Heading south and closing in on Mackay there was enough signal to use a mobile phone. Calls were made to the marina and let them know we needed a berth and also to Volunteer Marine Rescue and ask for a tow and assistance to our allocated berth. There were other boats heading south so if necessary we may have been able to ask for their help too if needed.
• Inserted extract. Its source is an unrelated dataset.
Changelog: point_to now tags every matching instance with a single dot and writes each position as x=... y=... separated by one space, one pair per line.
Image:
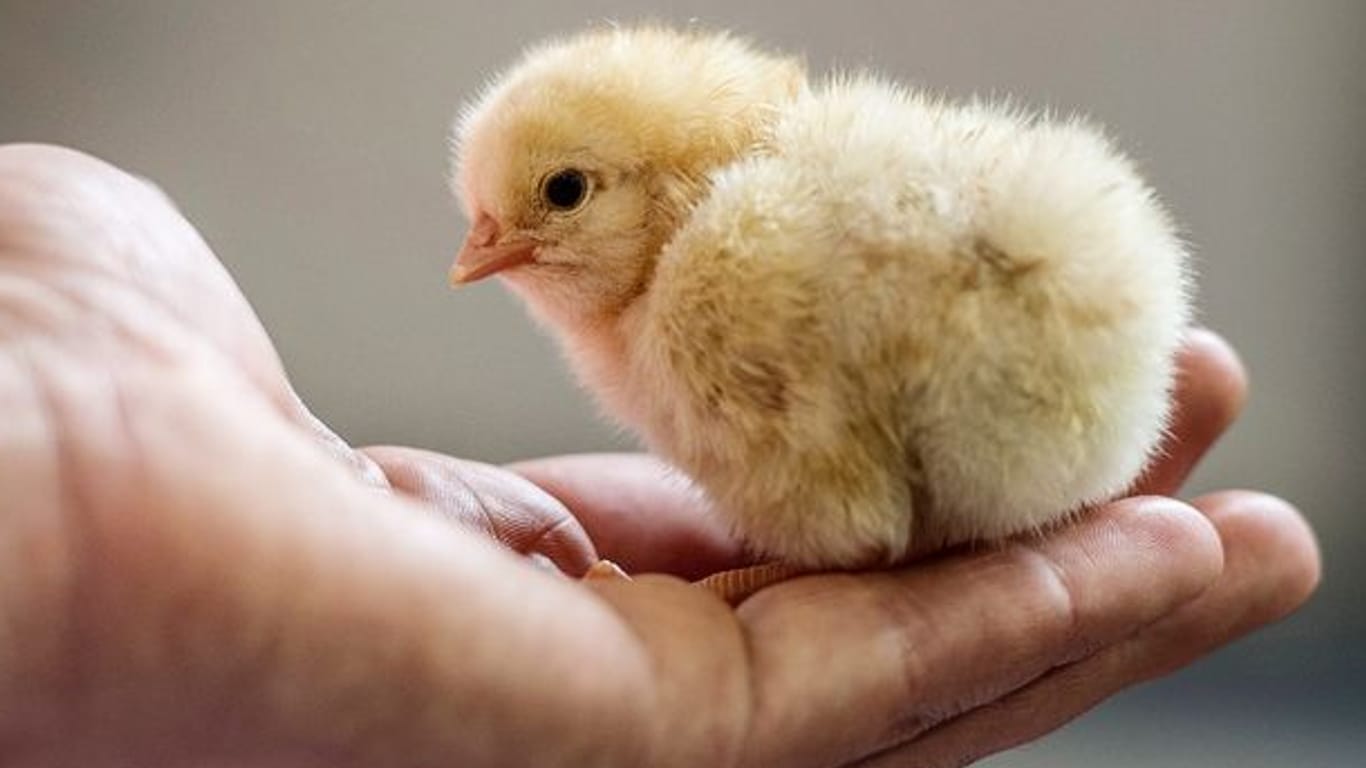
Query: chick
x=862 y=319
A few boats were already at anchor in Western Bay – Brampton island so as soon as we had a reasonable depth to drop anchor we did so.
At least the next morning there was just enough breeze to get us off anchor straight away. But only just enough as we bobbed slowly southwards at just over 2 knots. The winds did strengthen and we sailed southwards keen to get into the marina and get parts and repairs underway. As arranged I called VMR when we were 5nm away from our rendezvous but was told the rescue crew would still be another hour away. With 15 knot winds the only way to slow down was to turn up into the wind and heave too for half an hour.
Eventually we turned south again and with just the mainsail in 15 knot winds and tidal flow we still made over 5 knots of speed as we headed towards our arranged rendezvous. My stress levels rose as we got a call from VMR telling us that the boat they planned to use had engine trouble so they now had to go and get the second boat organised and they would be about 20 minutes later than planned. We were to keep sailing past Mackay and they would come get us. With lots of luck/ good management, they met us before we got too far past the harbour entrance.
‘Murphy’ must have been watching over us – as the rendezvous point approached the winds and the seas increased. This wasn’t going to be an easy situation. ‘Rescue 6’ arrived and try as we might, we couldn’t get our bow into the wind enough to drop the mainsail. The tow line had to come across first and they would have to turn us up into the wind. Michelle was at the helm and I went up to the pitching bow to grab the heaving line and pull across the towline and then fix it on one of our cleats then drop the mainsail as soon and as quickly as possible. The whole plan of calling ahead was to minimise the distance we would be under tow. With what ended up being 20+ knot winds and 2 metre seas that was well planned. Their smaller boat did seem to struggle at times but they did a fantastic job getting us into the shelter of the harbour and alongside our allocated berth.
Pictures of the ‘rescue’ from VMR’s Facebook page. I did think/ was too busy to take photos during the operation outside the harbour.
Time now to chase up hoses for the ‘old girl’ and attend to some other jobs that keep popping up.
By the time you get home you’ll be more than just a diesel acquaintance. Getting knowledge around that engine is becoming part and parcel of sailing I’m afraid. Some good sailing was had in between all these bits.